Storytelling as “ministry” is challenging in secular settings, though. As enthralled as students are listening to First Nations, Jewish, Ukrainian, Chinese stories, the difference lies in the school culture itself.
“I tell the same stories in Catholic schools as I do in public, except I can use the word ‘God.’ Stone Soup is about generosity and sharing, but in the Catholic school I can also say that what the traveler sees is God’s beauty. I can talk about loving God’s world, and seeing God’s creative hand in the forest and mountains.”
Even in the secular schools, though, Thornton says it’s possible to infuse a sense of the spirit, because “stories can still show us how God wants us to be, how God wants us to care for each other.”
Having free rein to tell sacred stories also influenced Thornton’s own faith. Because she had to delve into those Bible stories again at Eglinton St George’s, “and really experience them, and then telling them regularly, I was forced to connect to the big picture. Like Holy Week. I went back to dig into the Old Testament, something that was missing in my own religious training, and look at Exodus to see how it connected. Jesus was Jewish and he had to go to Jerusalem, so I would tell his story in a big arc about how he changed that really huge deal of the Passover feast into the Eucharist, and how he did something you can’t even believe, he went to Jerusalem to do this tradition, and brought it to life by giving his life. All these things I had to connect for myself, and in doing so I was able to connect it for children.”
Once the church position came to an end, Thornton relocated to a downtown Anglican parish, and her work has been mostly in secular settings. Four or five times a week, she engages up to 200 children from Junior Kindergarten to Grade 6 with stories of multicultural or social significance according to the time of year.
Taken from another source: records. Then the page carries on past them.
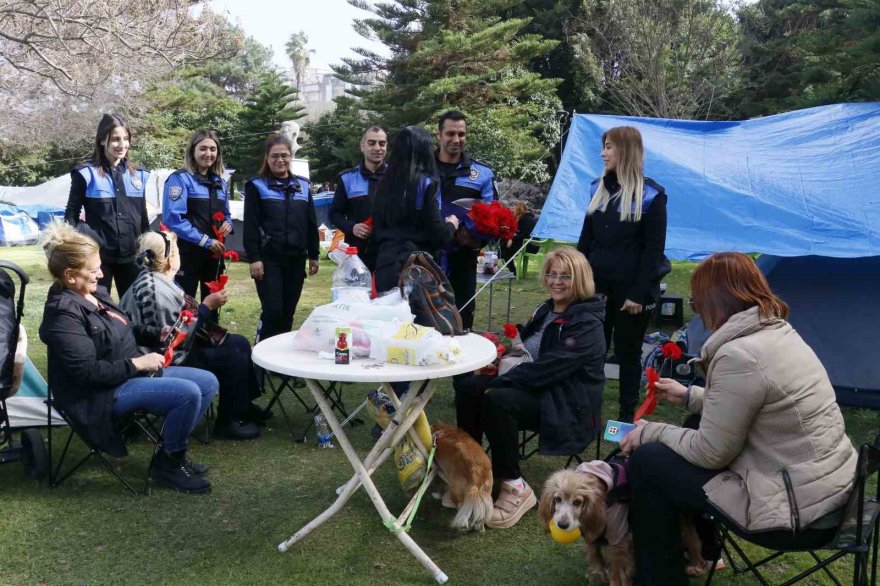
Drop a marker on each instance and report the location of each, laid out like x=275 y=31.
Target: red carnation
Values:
x=671 y=351
x=218 y=285
x=493 y=220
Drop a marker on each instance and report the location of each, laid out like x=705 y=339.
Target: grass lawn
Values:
x=90 y=531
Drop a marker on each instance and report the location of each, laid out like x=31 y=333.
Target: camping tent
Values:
x=800 y=185
x=16 y=227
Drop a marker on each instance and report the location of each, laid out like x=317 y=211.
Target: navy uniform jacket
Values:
x=469 y=180
x=627 y=257
x=115 y=206
x=279 y=218
x=352 y=203
x=189 y=203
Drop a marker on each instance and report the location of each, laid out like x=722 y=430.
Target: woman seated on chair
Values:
x=97 y=374
x=156 y=300
x=771 y=453
x=558 y=394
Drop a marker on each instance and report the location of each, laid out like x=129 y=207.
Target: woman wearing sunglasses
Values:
x=558 y=393
x=280 y=236
x=623 y=237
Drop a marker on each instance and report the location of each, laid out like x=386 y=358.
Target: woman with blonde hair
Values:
x=623 y=237
x=98 y=374
x=558 y=393
x=195 y=206
x=156 y=300
x=771 y=453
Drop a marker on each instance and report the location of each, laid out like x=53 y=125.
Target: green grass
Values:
x=89 y=531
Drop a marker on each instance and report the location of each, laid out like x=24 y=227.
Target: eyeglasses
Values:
x=556 y=277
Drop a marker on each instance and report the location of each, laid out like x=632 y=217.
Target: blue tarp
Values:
x=801 y=183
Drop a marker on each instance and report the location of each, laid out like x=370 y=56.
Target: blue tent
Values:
x=800 y=186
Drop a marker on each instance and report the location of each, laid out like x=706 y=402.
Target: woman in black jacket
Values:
x=558 y=393
x=406 y=211
x=280 y=234
x=97 y=373
x=623 y=237
x=111 y=190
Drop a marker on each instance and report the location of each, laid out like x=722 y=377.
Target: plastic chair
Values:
x=521 y=262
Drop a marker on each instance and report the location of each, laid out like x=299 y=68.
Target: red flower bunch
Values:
x=493 y=220
x=650 y=403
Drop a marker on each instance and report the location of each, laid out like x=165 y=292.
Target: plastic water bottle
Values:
x=323 y=431
x=351 y=275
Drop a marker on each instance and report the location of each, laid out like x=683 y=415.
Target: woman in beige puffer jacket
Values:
x=771 y=452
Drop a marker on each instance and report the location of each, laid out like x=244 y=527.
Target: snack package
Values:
x=413 y=345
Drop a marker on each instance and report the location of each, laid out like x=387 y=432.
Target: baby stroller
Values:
x=29 y=449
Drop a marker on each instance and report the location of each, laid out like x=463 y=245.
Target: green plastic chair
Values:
x=521 y=262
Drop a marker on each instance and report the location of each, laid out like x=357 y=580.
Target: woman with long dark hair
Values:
x=623 y=237
x=195 y=206
x=280 y=236
x=771 y=453
x=406 y=212
x=111 y=189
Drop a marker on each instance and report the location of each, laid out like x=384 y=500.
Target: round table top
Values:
x=278 y=355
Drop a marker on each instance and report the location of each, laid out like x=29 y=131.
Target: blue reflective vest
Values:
x=115 y=207
x=189 y=203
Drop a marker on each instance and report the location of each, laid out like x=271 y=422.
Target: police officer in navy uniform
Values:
x=355 y=191
x=461 y=178
x=111 y=189
x=280 y=234
x=195 y=206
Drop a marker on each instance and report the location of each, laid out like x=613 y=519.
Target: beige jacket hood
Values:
x=769 y=416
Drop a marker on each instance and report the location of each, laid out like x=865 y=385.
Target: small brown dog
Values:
x=580 y=498
x=468 y=474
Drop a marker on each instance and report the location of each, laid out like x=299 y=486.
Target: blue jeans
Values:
x=181 y=394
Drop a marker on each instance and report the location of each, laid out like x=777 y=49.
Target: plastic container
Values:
x=323 y=431
x=352 y=273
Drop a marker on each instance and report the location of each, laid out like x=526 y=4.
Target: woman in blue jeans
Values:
x=97 y=373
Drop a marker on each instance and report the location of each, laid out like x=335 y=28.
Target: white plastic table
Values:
x=278 y=355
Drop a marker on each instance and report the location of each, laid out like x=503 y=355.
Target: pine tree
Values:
x=455 y=54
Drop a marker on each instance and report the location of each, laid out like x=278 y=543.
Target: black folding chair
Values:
x=141 y=420
x=851 y=530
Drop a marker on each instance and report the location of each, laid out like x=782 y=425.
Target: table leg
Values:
x=397 y=432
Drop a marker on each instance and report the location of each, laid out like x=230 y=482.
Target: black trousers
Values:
x=231 y=363
x=627 y=332
x=462 y=271
x=664 y=486
x=197 y=267
x=123 y=273
x=279 y=291
x=500 y=413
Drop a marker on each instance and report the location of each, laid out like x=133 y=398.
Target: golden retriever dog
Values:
x=579 y=498
x=468 y=474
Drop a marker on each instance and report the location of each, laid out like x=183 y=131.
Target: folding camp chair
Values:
x=143 y=421
x=29 y=449
x=851 y=530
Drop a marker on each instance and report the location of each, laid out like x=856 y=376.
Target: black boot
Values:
x=172 y=471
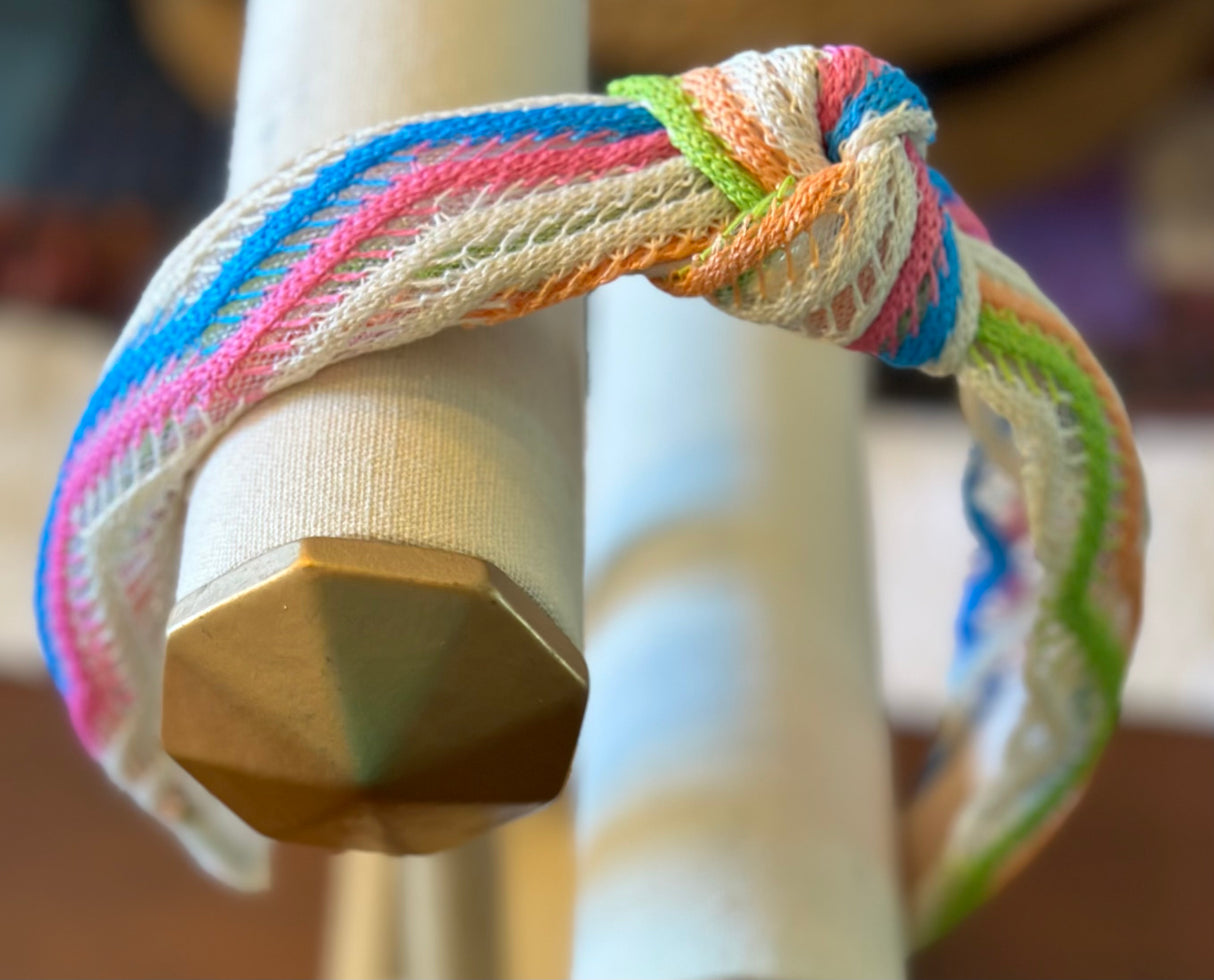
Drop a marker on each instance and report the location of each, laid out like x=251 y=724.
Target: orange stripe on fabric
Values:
x=735 y=123
x=1129 y=553
x=759 y=237
x=514 y=304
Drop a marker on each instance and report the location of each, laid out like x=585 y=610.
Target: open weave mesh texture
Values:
x=788 y=188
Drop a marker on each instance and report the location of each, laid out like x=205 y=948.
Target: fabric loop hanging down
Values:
x=788 y=188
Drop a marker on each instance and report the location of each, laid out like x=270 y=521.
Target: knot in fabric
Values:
x=841 y=231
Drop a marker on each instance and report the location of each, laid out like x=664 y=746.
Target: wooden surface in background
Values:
x=91 y=888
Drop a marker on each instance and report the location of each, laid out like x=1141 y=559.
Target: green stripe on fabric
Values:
x=1013 y=340
x=665 y=98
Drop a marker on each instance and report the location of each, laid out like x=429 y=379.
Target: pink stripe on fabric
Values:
x=841 y=74
x=202 y=383
x=883 y=333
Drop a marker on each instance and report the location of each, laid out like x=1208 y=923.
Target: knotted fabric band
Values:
x=788 y=188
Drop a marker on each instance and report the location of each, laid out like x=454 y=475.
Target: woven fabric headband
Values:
x=787 y=188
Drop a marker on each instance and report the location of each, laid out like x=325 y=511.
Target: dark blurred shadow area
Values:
x=1081 y=130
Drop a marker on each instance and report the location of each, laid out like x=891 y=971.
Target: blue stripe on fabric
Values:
x=185 y=328
x=947 y=194
x=939 y=318
x=577 y=122
x=881 y=92
x=992 y=549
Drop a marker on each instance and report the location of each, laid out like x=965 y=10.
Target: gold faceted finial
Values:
x=361 y=695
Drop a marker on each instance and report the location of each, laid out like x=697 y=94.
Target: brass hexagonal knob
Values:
x=370 y=696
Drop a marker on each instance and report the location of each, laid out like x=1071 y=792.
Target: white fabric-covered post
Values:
x=448 y=443
x=470 y=441
x=735 y=813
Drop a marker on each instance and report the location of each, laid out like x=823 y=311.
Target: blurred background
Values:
x=1081 y=130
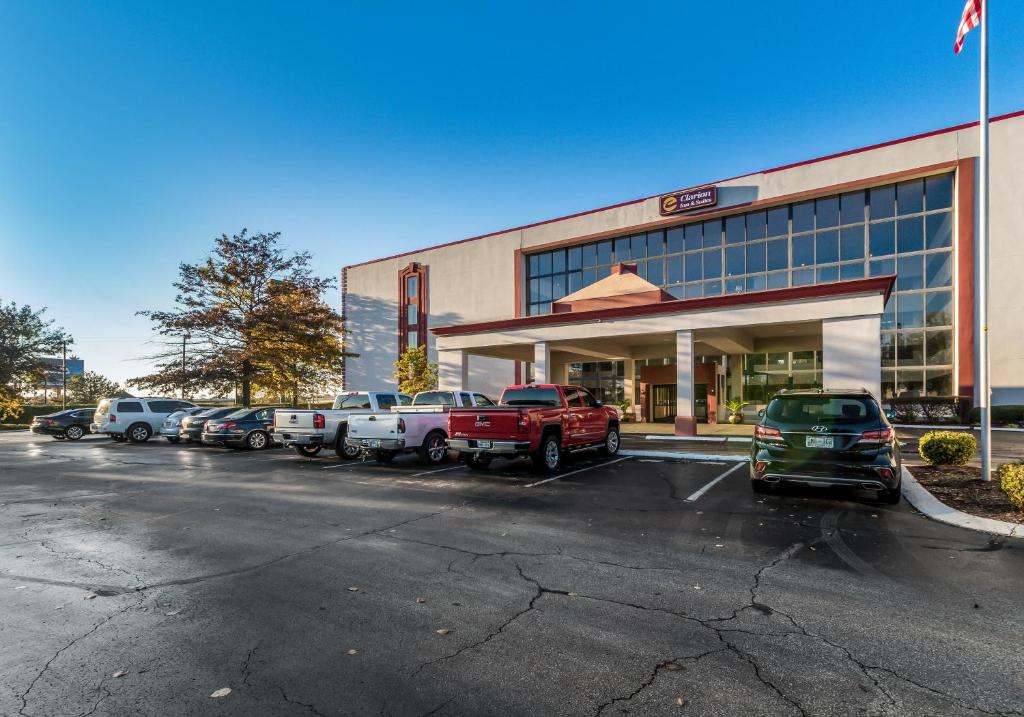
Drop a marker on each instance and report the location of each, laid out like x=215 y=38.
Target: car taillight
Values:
x=883 y=435
x=767 y=432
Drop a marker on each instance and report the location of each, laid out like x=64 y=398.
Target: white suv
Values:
x=134 y=419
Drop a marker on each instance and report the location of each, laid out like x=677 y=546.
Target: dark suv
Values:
x=825 y=437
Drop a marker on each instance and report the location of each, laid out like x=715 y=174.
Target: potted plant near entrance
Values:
x=735 y=407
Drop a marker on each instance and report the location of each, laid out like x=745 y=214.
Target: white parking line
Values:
x=573 y=472
x=438 y=470
x=707 y=488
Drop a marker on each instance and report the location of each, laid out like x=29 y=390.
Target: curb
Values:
x=681 y=456
x=932 y=507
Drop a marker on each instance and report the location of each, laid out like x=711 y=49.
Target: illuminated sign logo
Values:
x=690 y=199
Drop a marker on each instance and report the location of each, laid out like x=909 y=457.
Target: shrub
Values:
x=1012 y=482
x=946 y=448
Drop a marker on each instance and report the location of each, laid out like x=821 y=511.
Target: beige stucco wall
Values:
x=475 y=281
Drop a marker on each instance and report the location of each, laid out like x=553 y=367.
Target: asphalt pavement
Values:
x=143 y=579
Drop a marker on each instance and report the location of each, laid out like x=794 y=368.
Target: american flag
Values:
x=970 y=20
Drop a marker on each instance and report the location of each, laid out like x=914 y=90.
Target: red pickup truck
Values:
x=542 y=421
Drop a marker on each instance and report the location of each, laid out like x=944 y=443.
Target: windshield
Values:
x=530 y=396
x=434 y=398
x=822 y=409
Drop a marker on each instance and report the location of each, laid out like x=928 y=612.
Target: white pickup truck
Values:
x=421 y=427
x=308 y=431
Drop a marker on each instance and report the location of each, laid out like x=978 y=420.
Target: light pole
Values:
x=183 y=339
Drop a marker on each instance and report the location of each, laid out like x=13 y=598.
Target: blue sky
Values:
x=131 y=134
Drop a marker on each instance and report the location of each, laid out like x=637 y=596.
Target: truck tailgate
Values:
x=374 y=426
x=485 y=423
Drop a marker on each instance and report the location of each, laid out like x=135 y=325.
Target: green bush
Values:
x=946 y=448
x=1012 y=482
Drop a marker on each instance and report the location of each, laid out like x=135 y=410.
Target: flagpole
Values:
x=984 y=389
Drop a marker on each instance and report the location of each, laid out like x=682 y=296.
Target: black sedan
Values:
x=826 y=437
x=246 y=427
x=71 y=424
x=192 y=426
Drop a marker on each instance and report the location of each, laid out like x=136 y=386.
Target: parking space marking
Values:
x=710 y=486
x=573 y=472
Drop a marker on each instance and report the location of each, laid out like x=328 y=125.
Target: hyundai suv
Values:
x=825 y=437
x=134 y=419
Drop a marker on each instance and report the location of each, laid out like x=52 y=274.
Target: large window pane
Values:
x=909 y=272
x=939 y=192
x=675 y=240
x=826 y=244
x=910 y=197
x=939 y=308
x=778 y=221
x=756 y=257
x=734 y=229
x=939 y=230
x=803 y=250
x=756 y=227
x=713 y=233
x=852 y=208
x=909 y=310
x=938 y=269
x=852 y=243
x=882 y=239
x=778 y=254
x=734 y=261
x=882 y=202
x=909 y=235
x=939 y=347
x=826 y=212
x=803 y=217
x=713 y=263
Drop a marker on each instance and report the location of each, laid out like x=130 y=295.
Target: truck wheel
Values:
x=139 y=433
x=433 y=451
x=343 y=450
x=548 y=458
x=610 y=447
x=477 y=461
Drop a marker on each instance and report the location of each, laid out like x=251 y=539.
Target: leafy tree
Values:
x=255 y=317
x=26 y=337
x=90 y=387
x=414 y=372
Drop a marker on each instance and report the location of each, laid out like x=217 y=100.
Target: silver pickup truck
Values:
x=310 y=431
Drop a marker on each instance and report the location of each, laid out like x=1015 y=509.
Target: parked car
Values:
x=192 y=426
x=825 y=437
x=71 y=424
x=134 y=419
x=246 y=427
x=309 y=431
x=171 y=427
x=543 y=421
x=421 y=427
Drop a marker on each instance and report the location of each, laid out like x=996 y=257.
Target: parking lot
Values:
x=141 y=579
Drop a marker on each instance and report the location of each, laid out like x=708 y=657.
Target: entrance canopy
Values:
x=842 y=319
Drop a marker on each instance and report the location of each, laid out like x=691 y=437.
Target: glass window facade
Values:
x=903 y=228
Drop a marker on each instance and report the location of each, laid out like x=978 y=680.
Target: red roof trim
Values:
x=882 y=285
x=847 y=153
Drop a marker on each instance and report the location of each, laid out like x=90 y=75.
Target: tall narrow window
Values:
x=413 y=306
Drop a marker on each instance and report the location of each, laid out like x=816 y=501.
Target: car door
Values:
x=577 y=415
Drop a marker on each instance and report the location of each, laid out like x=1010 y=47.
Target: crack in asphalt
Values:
x=24 y=697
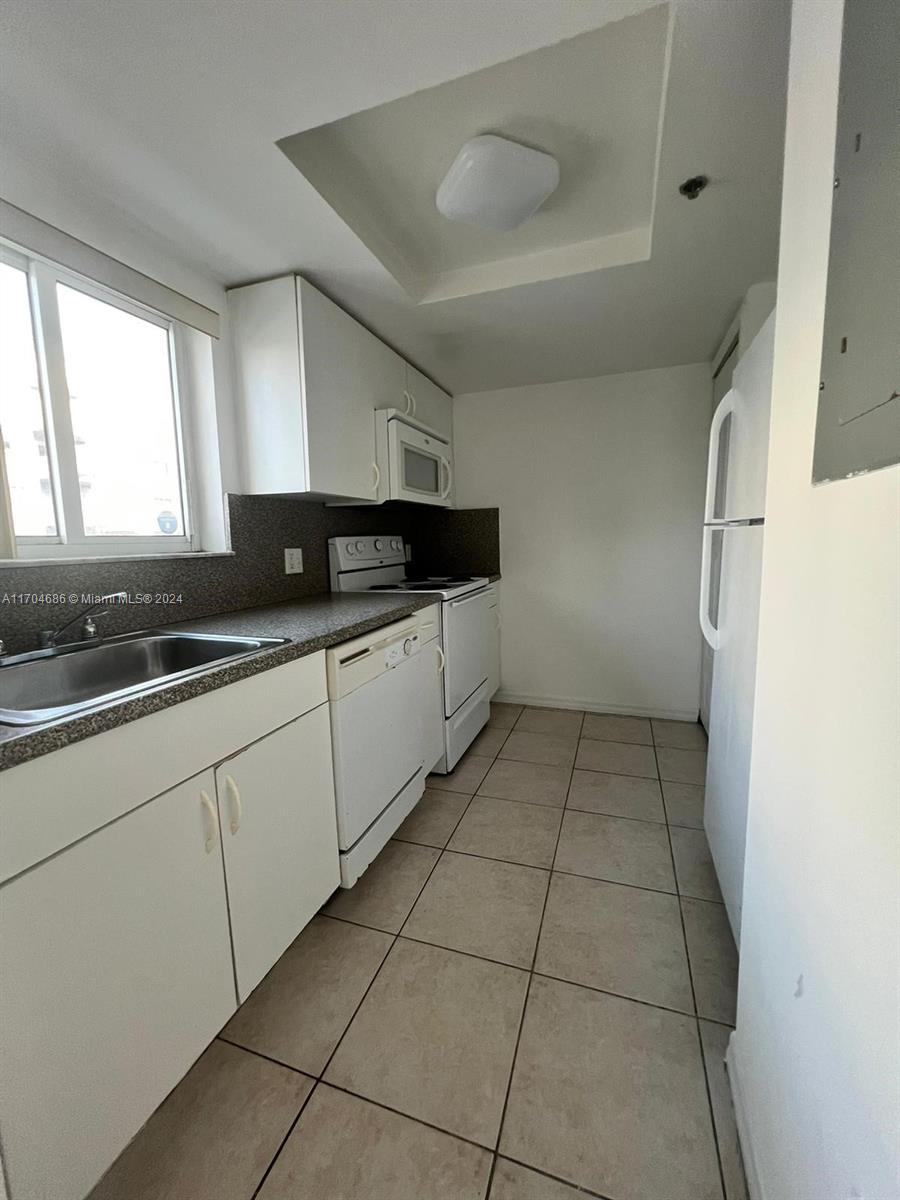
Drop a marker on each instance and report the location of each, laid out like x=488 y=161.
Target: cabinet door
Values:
x=346 y=371
x=493 y=648
x=276 y=803
x=117 y=973
x=429 y=403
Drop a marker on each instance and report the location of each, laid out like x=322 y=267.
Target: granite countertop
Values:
x=312 y=624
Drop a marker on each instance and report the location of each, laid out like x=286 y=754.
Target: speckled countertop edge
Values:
x=310 y=625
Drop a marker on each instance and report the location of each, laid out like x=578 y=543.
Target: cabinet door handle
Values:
x=235 y=804
x=213 y=828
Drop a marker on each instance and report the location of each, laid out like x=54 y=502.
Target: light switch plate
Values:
x=293 y=562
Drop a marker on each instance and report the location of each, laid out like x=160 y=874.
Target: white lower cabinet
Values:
x=115 y=973
x=276 y=803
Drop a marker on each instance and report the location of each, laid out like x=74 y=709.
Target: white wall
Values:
x=600 y=487
x=816 y=1056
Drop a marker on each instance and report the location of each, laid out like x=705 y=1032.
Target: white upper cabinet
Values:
x=346 y=375
x=309 y=379
x=427 y=403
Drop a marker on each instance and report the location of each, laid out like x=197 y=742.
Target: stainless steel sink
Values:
x=53 y=683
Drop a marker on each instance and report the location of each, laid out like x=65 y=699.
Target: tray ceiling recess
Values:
x=594 y=102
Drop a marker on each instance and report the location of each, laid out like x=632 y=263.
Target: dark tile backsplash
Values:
x=442 y=540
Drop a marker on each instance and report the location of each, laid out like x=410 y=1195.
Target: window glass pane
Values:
x=21 y=413
x=123 y=418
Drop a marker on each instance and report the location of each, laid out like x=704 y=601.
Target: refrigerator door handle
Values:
x=726 y=407
x=708 y=629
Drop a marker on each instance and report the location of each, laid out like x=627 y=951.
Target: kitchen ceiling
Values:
x=594 y=102
x=167 y=118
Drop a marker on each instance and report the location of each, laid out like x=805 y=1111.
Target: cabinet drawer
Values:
x=51 y=802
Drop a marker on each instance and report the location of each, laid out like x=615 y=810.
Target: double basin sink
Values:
x=61 y=682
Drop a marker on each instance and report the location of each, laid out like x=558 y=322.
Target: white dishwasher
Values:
x=378 y=737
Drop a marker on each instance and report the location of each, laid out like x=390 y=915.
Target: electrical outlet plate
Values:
x=293 y=561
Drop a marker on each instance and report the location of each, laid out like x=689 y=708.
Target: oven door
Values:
x=420 y=465
x=467 y=652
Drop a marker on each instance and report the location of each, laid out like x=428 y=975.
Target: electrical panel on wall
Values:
x=858 y=420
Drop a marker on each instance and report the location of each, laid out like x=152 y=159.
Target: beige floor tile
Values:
x=433 y=819
x=504 y=717
x=215 y=1135
x=715 y=1042
x=682 y=766
x=684 y=804
x=526 y=781
x=616 y=759
x=435 y=1038
x=514 y=1182
x=610 y=1095
x=617 y=850
x=681 y=735
x=551 y=749
x=383 y=897
x=617 y=796
x=517 y=833
x=610 y=727
x=300 y=1009
x=466 y=777
x=559 y=721
x=346 y=1149
x=618 y=939
x=481 y=906
x=694 y=864
x=714 y=959
x=489 y=742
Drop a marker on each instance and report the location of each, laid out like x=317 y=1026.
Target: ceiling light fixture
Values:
x=496 y=184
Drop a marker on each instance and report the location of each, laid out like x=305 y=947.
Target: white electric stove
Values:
x=378 y=564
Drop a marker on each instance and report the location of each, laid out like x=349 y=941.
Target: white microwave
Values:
x=413 y=462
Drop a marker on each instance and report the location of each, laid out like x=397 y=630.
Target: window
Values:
x=89 y=417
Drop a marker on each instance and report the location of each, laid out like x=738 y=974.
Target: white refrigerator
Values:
x=733 y=526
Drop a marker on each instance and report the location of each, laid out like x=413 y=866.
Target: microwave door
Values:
x=420 y=466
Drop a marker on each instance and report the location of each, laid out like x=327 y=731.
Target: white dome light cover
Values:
x=496 y=183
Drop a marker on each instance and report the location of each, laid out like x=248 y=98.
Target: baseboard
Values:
x=592 y=706
x=751 y=1171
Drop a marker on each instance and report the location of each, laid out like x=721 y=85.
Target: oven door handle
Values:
x=475 y=595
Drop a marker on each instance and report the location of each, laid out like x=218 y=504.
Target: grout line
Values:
x=349 y=1023
x=575 y=1187
x=283 y=1143
x=531 y=981
x=694 y=994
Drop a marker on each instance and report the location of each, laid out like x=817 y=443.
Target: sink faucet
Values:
x=49 y=637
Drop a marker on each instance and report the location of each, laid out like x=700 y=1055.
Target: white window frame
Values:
x=71 y=541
Like Black History month in February, and the religious holidays of November and December.
There are also anti-bullying assemblies, so she pulls out of her repertoire of tales from various cultures stories about the harm bullying and gossip can do. “The stories are metaphor, you can’t tell a kid to stop gossiping, but the metaphor helps them get it, just like Jesus using parables.”
Growing demand for this oral instruction has led Cheryl and her husband to develop a website. Called Storyvalues, it’s currently licensed by the Toronto District School Board for teachers and students to use. The site has also been picked up by schools in Australia, NYC, British Columbia and northern Ontario.
Thornton writes and narrates the stories, and does some of the illustrations, while Matthew, a visual artist and painter who’s exhibited internationally, composes culturally accurate music and handles computer graphics.
A world map on the landing page shows five designated areas for storytelling: Asia, Oceania, Africa, the Americas, Europe. Clicking on North America yields a complete storytelling capsule for Canada, with a map, factoid boxes, and sidebars about migration, photosynthesis and pollination to support the First Nations myth stories with facts about how the seasons change.
Interactive sections allow children to scroll through and listen; a teacher portion provides instructions for teachers to do drama, read the story, or have discussions – about how Glooscap’s care for animals, seasons, and land, can be translated into students showing respect for the land, and ways in which they can concretely experience the seasons by taking walks.
Although the aim is to be inclusive, Thornton doesn’t intend to water down the intrinsically spiritual message of each culture. Religious exploration of Diwali, Christmas, Chanukah, and Ramadan is not about lighting candles, but about exploring the spiritual story behind each celebration.
“Everybody loves to listen to a good story,” she says. “And Bible stories are good stories that plant seeds that will last a lifetime, and bear fruit.”